Kicking off what may be a semi-regular series, the wonderful Terry Gilliam proved totally game for the challenge when we found we had a few minutes to spare at the end of our interview at the Göteborg International Film Festival (you can find the rest of it here). Essentially, the idea is that while we're interested in our favorite filmmakers’ films, we’re also interested in what they’re interested in, and we hope you might be too.
So we’ve drawn up a list of questions about films that influenced them personally or professionally, in the hopes of prompting a few illuminating answers. Gilliam did not disappoint, bringing his trademark chatty honesty to bear, though it’s only fair that we point out that this was entirely dropped on him at the last moment, and, unlike potential future recruits, he had zero time to prepare. So bearing in mind that on another day, in another mood, or with time to mull over and revise, these answers might very well be different, here we go:
What was the first film you remember seeing?
"Snow White." Fantastic, Disney in the glory days—the Disney team was just brilliant. And the music too.
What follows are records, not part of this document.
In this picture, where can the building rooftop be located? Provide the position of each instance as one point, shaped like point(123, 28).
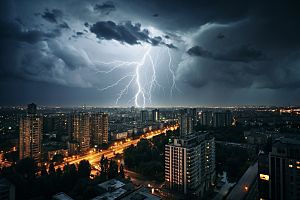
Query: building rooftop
point(111, 195)
point(5, 184)
point(286, 141)
point(61, 196)
point(113, 183)
point(143, 193)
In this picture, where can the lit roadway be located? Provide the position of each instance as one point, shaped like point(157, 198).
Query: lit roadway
point(118, 147)
point(240, 190)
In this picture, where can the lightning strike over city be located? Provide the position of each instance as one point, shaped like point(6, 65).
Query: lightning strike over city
point(142, 79)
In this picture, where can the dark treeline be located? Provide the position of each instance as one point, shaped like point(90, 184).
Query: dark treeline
point(147, 157)
point(232, 159)
point(36, 183)
point(226, 133)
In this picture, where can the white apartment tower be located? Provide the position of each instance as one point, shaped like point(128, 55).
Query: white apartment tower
point(99, 128)
point(79, 129)
point(30, 135)
point(186, 124)
point(190, 164)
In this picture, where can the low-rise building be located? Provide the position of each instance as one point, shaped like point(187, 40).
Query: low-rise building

The music that was written during the early Disney years was just incredible.
What film defined your childhood?
Hmm, I should really say “The Thief of Baghdad” is the one I remember most, because I had nightmares about it as a child. Terrified. I mean the Queen from “Snow White” was pretty good, but this one ...
Do you remember an early formative moviegoing experience?
Well, the drive-in? I can’t remember the movie, and it was the opposite of “formative” actually because I loved movies and we went to a drive in with another couple and I was all just like, “Get down! get out of the way! get off! I’m trying to watch the film here!” That was my problem at a certain age ... I still believed in movies in those days. I don’t anymore. Give me a drive-in now any day.
So how about your best moviegoing experience?
One of my best was when I saw “One Eyed Jacks” and it was in some terrible cinema on 42nd Street and I had no money, so I sat there and I had to sit thorough some terrible second feature—that was in the days where they’d show second features—all the way through just so I could watch “One Eyed Jacks” again.
And is there an “epiphany film” that most influenced your later work?
Not quite an epiphany, but there was “Paths of Glory.” It was a Saturday matinee show in the San Fernando Valley and parents would dump their kids at the cinema and I was probably 14, something like that, and there it was, this film that was about injustice. It was two things: first here was technology that I’d never been aware of, the tracking shots through the trenches which of course I copied in “Brazil,” but I’d never been aware of the camera before that film and the second thing was that you talk about injustice in the film, you could talk about big themes, ideas.